There’s a small but gorgeous day spa here with a variety of interesting therapies such as Crystal Healing and Sacred Stone. Guests can also indulge in longer spa treatment Elysian Journeys which pay homage to its sensational surrounds such as the Island Bliss, Ocean Rhythm and Island Dreaming treatments.
Things to do
Bathe in the magnesium pool to relieve stress and detoxify and energise the body; join the free daily yoga session at 7am overlooking the ocean or partake in a paid private yoga session; take a bush walk; organise a day trip to another island; and indulge in unlimited use of water sport equipment including snorkelling gear, SUPs and glass-bottom kayaks. Or simply hang in a hammock and read, relax and revel in having this piece of paradise all to yourself.
The prevailing trade wind in the Whitsundays is a south-easterly and despite being in a protected cove, this resort still sits at the southern end of Long Island, which means you can be exposed to windy weather. There’s also a rocky beach here which makes access to the water a little difficult.

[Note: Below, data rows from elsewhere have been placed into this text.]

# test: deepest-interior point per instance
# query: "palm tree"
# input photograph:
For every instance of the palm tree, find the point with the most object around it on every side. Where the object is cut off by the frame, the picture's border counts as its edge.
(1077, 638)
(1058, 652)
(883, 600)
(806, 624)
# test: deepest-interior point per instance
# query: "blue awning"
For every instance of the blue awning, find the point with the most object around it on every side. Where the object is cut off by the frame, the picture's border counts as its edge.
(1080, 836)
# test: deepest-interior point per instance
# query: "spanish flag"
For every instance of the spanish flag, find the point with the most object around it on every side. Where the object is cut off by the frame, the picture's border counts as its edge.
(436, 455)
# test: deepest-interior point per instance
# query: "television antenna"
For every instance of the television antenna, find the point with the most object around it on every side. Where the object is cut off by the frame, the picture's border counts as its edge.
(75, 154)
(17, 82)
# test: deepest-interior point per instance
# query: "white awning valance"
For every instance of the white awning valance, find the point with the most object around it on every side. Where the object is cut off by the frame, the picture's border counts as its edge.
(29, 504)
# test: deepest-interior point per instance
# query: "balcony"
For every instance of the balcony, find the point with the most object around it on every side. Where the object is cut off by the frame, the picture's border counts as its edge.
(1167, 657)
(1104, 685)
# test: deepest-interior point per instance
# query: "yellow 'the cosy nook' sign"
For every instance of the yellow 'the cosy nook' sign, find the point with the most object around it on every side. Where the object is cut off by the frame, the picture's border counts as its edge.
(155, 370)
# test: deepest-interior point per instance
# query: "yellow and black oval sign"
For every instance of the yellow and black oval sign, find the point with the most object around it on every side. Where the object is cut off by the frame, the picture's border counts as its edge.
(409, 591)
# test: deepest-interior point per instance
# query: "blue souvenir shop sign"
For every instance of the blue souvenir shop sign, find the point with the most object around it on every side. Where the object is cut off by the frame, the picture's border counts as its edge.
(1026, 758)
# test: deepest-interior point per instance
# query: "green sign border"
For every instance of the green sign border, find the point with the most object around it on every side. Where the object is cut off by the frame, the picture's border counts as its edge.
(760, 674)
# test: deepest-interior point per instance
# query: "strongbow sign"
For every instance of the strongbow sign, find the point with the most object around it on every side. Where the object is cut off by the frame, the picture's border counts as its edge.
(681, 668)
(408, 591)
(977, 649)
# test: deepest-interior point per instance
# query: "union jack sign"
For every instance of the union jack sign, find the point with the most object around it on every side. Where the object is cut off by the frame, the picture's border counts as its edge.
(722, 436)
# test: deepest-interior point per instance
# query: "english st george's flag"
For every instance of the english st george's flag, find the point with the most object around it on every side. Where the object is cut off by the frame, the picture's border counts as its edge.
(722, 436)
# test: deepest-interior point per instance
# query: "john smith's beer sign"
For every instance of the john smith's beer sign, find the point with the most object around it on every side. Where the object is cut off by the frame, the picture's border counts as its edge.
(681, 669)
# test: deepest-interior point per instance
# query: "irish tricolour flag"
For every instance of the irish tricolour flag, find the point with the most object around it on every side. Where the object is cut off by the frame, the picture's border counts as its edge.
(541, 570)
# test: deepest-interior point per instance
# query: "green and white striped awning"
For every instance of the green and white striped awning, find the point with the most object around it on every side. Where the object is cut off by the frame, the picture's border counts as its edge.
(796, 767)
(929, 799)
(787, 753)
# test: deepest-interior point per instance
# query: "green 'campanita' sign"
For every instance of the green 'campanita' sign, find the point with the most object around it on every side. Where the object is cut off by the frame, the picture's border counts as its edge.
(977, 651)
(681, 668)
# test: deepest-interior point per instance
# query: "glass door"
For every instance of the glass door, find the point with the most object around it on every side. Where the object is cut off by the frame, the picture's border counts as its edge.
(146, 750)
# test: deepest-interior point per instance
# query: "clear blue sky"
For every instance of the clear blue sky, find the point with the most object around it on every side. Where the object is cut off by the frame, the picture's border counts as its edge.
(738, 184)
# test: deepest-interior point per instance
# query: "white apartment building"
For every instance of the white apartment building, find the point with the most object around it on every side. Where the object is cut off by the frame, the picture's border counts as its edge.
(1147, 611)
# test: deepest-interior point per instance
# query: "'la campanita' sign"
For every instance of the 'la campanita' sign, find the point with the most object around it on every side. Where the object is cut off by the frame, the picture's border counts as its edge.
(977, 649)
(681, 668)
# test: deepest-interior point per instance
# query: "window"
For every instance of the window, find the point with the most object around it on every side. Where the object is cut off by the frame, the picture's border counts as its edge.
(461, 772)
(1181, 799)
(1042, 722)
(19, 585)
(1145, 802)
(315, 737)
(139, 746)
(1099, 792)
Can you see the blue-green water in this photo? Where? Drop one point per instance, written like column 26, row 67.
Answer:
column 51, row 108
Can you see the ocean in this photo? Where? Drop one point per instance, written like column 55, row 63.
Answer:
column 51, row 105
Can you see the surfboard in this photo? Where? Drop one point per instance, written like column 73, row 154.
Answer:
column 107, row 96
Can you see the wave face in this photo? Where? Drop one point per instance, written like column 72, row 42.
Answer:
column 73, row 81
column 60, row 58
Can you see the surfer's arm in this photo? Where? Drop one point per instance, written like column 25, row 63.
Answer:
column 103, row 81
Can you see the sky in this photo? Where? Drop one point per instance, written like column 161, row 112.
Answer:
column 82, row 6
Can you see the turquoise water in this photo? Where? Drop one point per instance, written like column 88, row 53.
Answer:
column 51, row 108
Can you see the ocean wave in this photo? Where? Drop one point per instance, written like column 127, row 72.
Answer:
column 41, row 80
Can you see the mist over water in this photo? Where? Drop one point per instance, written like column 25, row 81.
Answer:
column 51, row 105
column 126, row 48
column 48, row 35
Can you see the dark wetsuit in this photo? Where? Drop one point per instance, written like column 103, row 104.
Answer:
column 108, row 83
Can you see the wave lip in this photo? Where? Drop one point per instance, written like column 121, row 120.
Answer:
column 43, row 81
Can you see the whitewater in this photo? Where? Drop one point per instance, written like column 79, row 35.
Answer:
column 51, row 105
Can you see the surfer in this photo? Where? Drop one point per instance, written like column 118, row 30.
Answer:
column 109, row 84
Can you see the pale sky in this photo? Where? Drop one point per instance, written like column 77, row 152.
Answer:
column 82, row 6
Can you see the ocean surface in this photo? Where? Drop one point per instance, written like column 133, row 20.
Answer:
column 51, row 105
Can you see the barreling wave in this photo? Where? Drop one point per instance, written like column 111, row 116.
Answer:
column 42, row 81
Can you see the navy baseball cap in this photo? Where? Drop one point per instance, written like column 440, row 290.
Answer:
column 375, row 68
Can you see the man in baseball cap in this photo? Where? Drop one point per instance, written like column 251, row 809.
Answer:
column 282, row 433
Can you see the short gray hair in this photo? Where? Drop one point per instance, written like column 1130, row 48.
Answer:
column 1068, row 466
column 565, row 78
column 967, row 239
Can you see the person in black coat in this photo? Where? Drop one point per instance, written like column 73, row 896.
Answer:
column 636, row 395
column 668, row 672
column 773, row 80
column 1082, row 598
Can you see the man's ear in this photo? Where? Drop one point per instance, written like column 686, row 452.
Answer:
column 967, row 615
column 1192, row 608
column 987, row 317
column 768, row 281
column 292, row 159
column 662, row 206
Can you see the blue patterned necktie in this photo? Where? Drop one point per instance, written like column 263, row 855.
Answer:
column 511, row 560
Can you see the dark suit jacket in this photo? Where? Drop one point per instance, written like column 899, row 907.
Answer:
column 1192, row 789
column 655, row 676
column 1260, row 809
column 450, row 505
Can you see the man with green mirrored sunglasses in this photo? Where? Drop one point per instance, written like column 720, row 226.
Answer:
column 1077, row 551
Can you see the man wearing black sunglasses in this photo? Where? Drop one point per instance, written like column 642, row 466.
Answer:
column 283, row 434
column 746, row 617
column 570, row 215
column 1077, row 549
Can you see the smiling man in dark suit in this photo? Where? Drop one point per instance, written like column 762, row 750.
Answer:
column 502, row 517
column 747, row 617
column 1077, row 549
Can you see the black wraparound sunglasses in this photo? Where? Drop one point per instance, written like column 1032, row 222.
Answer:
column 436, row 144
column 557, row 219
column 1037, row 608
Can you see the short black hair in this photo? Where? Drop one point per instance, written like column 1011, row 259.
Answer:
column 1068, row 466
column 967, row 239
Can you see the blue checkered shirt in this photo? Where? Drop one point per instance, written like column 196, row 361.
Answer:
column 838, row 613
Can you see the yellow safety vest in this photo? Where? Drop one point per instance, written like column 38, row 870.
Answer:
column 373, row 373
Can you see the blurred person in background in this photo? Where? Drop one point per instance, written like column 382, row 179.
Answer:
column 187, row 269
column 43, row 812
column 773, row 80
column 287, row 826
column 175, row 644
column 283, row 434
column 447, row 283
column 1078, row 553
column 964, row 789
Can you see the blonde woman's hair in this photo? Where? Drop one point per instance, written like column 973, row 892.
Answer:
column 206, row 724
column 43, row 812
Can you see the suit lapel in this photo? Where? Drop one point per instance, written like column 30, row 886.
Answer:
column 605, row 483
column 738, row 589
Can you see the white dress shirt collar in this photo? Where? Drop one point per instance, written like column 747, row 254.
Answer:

This resort lives up to its sustainability claims, trying to conserve water and energy at every opportunity, without compromising on guest luxury. The service is extremely personalised from this Queensland family-owned company and is reflected in everything from your greeting on arrival to your daily chats with the chef about your dining preferences.
Perched on Long Island, you arrive either via a small boat from Airlie Beach’s Shute Harbour or Hamilton Island, or by helicopter from Hamilton or Whitsunday Coast Airport (Proserpine). There are regular flights from Australia’s east coast capitals to either Hamilton Island or Proserpine airports from which transfers are readily available.